JUSTÍÇA

Parecer do Ministério Público deixa claro sobre o tal reajuste de 33,24% aos professores

Alguns sindicatos, não sei se por questões políticas partidárias ou por desinformação, seguem exigindo exigindo reajuste das prefeituras

Um parecer do Ministério Público sobre o tal reajuste de 33,24% deixa claro que muitos Sindicatos, que são presididos na sua grande maioria por professores, estão infectados por políticos e deteriorados por desinformação ao retiraram professores da sala de aula e colocarem nas ruas para formar tumultos em forma de protestos. No interior do Maranhão os casos são mais frequentes, principalmente por existirem professores partidários.

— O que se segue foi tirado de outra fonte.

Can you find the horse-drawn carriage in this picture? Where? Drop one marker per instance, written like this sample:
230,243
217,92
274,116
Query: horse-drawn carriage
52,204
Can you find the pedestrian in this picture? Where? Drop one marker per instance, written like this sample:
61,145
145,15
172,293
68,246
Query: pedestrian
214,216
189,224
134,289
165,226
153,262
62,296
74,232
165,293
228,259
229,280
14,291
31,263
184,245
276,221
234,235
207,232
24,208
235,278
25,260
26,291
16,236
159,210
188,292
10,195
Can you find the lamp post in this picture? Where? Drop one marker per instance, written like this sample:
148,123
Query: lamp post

No parecer do MP, assinado pelo Coordenador do Centro de Apoio de Defesa do Direito à Educação do Ministério Público do Estado do Maranhão, Eduardo Borges Oliveira, fica, mais uma vez, claro qual a obrigação dos gestores, sejam eles municipal ou estadual quanto ao reajuste autorizado por Bolsonaro, com um simples objetivo, desgastar os prefeitos e governadores. Veja abaixo alguns pontos importantes do parecer.

Alguns sindicatos, não sei se por questões políticas partidárias ou por desinformação, seguem exigindo que as prefeituras e estados concedam o reajuste de 33,24% no salários dos professores, como autorizou o Governo Federal. É bom deixar claro, que Bolsonaro autorizou o reajuste, mas não reajustou um centavo sequer na verba do Fundeb aos municípios e estados.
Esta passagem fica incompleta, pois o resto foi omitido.